WiFiSLAM, which publically demonstrated its technology for the first time last week, enables a phone to work out its position by combining the “fingerprint” of nearby Wi-Fi networks with information taken from a device’s accelerometers and compass. The company was founded by students from Stanford University, with the aid of the university’s StartX accelerator program for startups.
Mobile devices already use Wi-Fi networks to refine outdoor GPS fixes by accessing databases maintained by companies including Skyhook and Google, created by driving around “sniffing” for wireless networks. However this technology can today only allow accuracy of 10 meters at best and is primarily aimed at outdoor use.
The technology is typically accurate to within a “couple of steps” of your current location, says Anand Atreya, cofounder of WiFiSLAM: “This accuracy will change how you interact with indoor environments.” The technology could aid with navigation inside large and complex buildings such as hospitals or airports, he says, adding that app developers will likely find more imaginative uses, too.

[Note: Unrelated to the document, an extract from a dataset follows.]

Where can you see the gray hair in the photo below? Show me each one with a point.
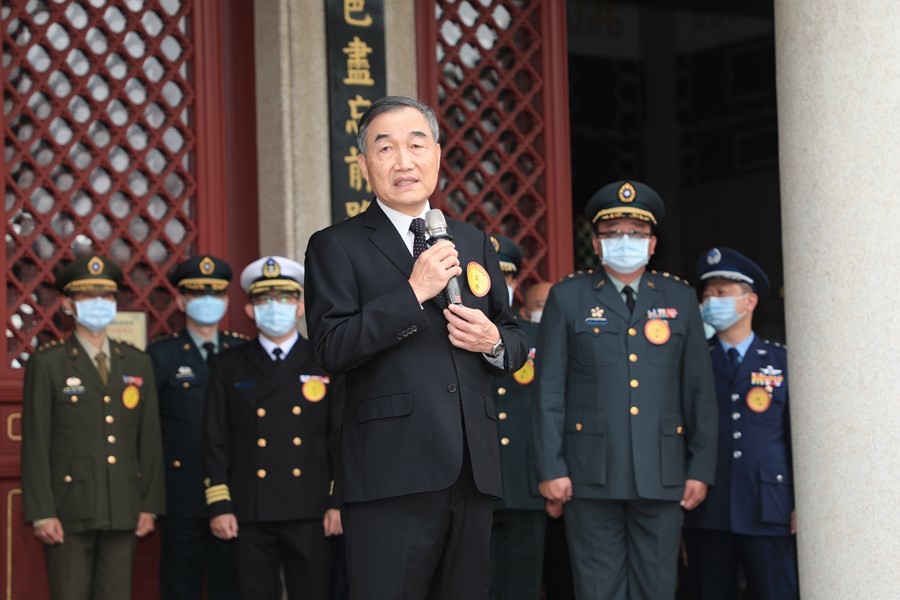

“Think about going to the supermarket,” says Atreya. “We can provide information relevant to the product right in front of you.” Another possibility is allowing users to find the nearest store clerk, as long as that person is also being tracked.
When a gadget using WiFiSLAM wants to know its location, it analyzes the signal strengths and unique IDs of all the Wi-Fi networks around it. That is matched against a reference data set for the area either accessed over the Internet, or stored on the device. The estimate of location can be sharpened if a gadget moves slightly, because WiFiSLAM’s algorithms can gather multiple fingerprints. Compass data and accelerometer signals capturing a person’s footsteps are also used to refine the accuracy of subsequent location fixes as a person moves around.